Der ehemals rund 15 Kilometer breite Eissteg zwischen den Inseln, die rund 1000 Kilometer vor der Südspitze Südamerikas liegen, ist seit dem erneuten Aufbruch nur noch knapp drei Kilometer breit. Satellitenaufnahmen zeigen auf der verbliebenen Eisbrücke einen bogenförmigen Riss - die Wahrscheinlichkeit, dass dieser Steg in den nächsten Tagen komplett zerbricht, ist sehr hoch, so die Forscher. Die Folgen für die Stabilität des übrigen Schelfeises sind nicht abzusehen.

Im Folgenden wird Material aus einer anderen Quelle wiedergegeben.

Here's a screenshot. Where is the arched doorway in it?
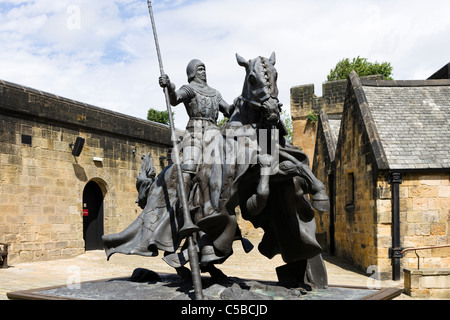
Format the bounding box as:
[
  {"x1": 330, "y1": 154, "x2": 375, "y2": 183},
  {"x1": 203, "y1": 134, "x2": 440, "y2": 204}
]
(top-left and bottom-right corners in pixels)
[{"x1": 83, "y1": 181, "x2": 104, "y2": 250}]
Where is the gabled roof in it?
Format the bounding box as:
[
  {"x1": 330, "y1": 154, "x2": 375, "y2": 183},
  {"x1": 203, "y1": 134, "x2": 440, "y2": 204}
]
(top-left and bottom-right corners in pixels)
[
  {"x1": 319, "y1": 109, "x2": 341, "y2": 162},
  {"x1": 350, "y1": 72, "x2": 450, "y2": 170}
]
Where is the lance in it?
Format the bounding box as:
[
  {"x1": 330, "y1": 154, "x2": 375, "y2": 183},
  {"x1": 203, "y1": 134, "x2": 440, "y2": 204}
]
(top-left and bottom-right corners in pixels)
[{"x1": 147, "y1": 0, "x2": 204, "y2": 300}]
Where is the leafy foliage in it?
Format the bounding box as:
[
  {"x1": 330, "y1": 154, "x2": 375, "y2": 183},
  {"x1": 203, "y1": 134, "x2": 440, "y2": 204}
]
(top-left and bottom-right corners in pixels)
[
  {"x1": 328, "y1": 56, "x2": 393, "y2": 81},
  {"x1": 281, "y1": 110, "x2": 294, "y2": 143}
]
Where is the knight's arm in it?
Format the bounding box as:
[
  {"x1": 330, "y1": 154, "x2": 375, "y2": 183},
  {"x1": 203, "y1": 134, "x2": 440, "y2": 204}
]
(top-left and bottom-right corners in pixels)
[
  {"x1": 219, "y1": 99, "x2": 235, "y2": 119},
  {"x1": 159, "y1": 75, "x2": 189, "y2": 106}
]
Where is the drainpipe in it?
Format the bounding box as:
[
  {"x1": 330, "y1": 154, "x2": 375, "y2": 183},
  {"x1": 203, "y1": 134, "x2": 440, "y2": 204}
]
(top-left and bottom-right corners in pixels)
[{"x1": 389, "y1": 173, "x2": 403, "y2": 281}]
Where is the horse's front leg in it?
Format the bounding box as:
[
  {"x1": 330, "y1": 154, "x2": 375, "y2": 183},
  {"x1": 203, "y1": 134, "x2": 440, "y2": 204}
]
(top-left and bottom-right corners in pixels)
[{"x1": 246, "y1": 154, "x2": 272, "y2": 216}]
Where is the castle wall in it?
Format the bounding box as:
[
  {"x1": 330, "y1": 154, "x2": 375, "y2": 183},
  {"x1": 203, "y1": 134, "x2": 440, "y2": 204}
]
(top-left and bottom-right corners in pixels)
[{"x1": 0, "y1": 82, "x2": 171, "y2": 264}]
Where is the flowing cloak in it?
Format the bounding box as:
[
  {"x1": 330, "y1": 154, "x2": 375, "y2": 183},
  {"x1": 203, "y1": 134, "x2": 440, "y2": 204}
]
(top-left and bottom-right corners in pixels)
[{"x1": 222, "y1": 126, "x2": 322, "y2": 263}]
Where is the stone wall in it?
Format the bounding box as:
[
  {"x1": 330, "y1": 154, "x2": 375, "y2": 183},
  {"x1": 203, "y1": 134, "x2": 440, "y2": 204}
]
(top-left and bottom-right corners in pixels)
[
  {"x1": 312, "y1": 111, "x2": 336, "y2": 252},
  {"x1": 291, "y1": 80, "x2": 347, "y2": 159},
  {"x1": 404, "y1": 268, "x2": 450, "y2": 299},
  {"x1": 335, "y1": 84, "x2": 382, "y2": 271},
  {"x1": 0, "y1": 82, "x2": 170, "y2": 264}
]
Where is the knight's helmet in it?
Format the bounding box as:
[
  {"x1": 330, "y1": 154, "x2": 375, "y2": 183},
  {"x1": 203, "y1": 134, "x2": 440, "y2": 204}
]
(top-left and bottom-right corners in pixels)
[{"x1": 186, "y1": 59, "x2": 205, "y2": 82}]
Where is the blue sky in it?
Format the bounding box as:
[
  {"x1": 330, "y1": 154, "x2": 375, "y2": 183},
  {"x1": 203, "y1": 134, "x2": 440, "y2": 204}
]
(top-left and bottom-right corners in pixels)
[{"x1": 0, "y1": 0, "x2": 450, "y2": 129}]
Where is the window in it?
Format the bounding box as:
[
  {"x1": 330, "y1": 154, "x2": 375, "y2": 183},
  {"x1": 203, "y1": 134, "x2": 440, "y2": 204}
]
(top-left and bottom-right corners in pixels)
[
  {"x1": 22, "y1": 134, "x2": 32, "y2": 146},
  {"x1": 346, "y1": 172, "x2": 355, "y2": 206}
]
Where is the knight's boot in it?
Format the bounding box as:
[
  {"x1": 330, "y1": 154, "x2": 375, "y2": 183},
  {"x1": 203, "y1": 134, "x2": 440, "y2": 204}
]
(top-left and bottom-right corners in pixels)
[
  {"x1": 312, "y1": 190, "x2": 330, "y2": 212},
  {"x1": 276, "y1": 260, "x2": 312, "y2": 291}
]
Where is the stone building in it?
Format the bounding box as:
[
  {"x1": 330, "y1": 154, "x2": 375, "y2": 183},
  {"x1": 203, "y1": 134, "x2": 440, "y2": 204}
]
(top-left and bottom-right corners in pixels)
[
  {"x1": 0, "y1": 81, "x2": 171, "y2": 264},
  {"x1": 291, "y1": 76, "x2": 383, "y2": 164},
  {"x1": 300, "y1": 72, "x2": 450, "y2": 279}
]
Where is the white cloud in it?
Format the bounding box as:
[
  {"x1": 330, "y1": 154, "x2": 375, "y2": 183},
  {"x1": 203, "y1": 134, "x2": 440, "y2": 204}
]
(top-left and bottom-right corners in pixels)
[{"x1": 0, "y1": 0, "x2": 450, "y2": 128}]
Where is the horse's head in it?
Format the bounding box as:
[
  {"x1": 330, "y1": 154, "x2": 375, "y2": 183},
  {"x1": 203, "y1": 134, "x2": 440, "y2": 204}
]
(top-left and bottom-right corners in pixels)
[{"x1": 236, "y1": 53, "x2": 281, "y2": 125}]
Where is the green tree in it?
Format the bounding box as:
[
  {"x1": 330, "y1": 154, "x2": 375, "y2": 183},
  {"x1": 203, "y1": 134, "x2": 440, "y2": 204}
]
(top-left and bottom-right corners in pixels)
[
  {"x1": 328, "y1": 56, "x2": 393, "y2": 81},
  {"x1": 147, "y1": 108, "x2": 175, "y2": 125}
]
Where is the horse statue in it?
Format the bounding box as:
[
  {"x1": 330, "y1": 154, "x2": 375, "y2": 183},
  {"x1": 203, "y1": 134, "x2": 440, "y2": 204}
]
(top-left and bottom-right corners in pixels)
[{"x1": 103, "y1": 53, "x2": 329, "y2": 288}]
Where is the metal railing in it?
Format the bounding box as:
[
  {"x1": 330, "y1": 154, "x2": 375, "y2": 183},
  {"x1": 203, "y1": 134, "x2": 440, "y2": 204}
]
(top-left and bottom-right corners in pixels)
[{"x1": 401, "y1": 244, "x2": 450, "y2": 270}]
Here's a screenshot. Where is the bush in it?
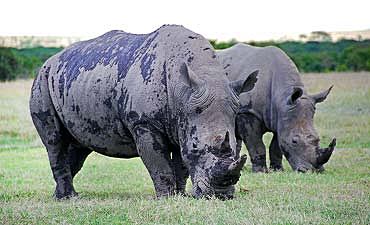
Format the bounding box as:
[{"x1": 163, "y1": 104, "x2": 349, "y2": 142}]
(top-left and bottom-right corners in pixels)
[{"x1": 0, "y1": 47, "x2": 20, "y2": 81}]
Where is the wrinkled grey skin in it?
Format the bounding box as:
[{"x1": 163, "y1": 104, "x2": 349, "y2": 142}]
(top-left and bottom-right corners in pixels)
[
  {"x1": 217, "y1": 44, "x2": 336, "y2": 172},
  {"x1": 30, "y1": 25, "x2": 254, "y2": 199}
]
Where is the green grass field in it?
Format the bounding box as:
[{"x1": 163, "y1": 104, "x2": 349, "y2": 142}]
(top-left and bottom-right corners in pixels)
[{"x1": 0, "y1": 73, "x2": 370, "y2": 224}]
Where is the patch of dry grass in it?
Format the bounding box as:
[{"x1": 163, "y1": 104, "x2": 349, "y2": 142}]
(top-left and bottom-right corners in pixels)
[{"x1": 0, "y1": 73, "x2": 370, "y2": 224}]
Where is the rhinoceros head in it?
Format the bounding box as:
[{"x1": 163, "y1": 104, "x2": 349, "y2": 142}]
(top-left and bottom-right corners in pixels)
[
  {"x1": 278, "y1": 86, "x2": 336, "y2": 172},
  {"x1": 174, "y1": 64, "x2": 258, "y2": 199}
]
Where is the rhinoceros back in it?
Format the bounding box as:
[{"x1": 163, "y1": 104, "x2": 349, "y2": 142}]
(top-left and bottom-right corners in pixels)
[{"x1": 45, "y1": 26, "x2": 216, "y2": 156}]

Die jetzt innerhalb weniger Tage abgebrochene Eismasse war bereits vor rund einem Jahr mit feinen Rissen durchzogen worden. "Der eigentliche Schaden ist bereits damals entstanden" betont Angelika Humbert, die gemeinsam mit ihrem Kollegen schon über die Ursachen der Rissbildung berichtet hat: Unterschiedlich große Auftriebskräfte führen zu Biegespannungen im Eis und somit zu Rissen, die sich schlagartig ausdehnten. Das dadurch instabil gewordene Eis bricht zu einem späteren Zeitpunkt - wie es derzeit zum zweiten Mal innerhalb weniger Monate geschieht. Als mögliche Verbindung zur überdurchschnittlichen Erwärmung an der Antarktischen Halbinsel vermuten die Wissenschaftler eine Erhöhung der Ozeantemperaturen, welche Schmelzprozesse auf der Unterseite des Eises begünstigt.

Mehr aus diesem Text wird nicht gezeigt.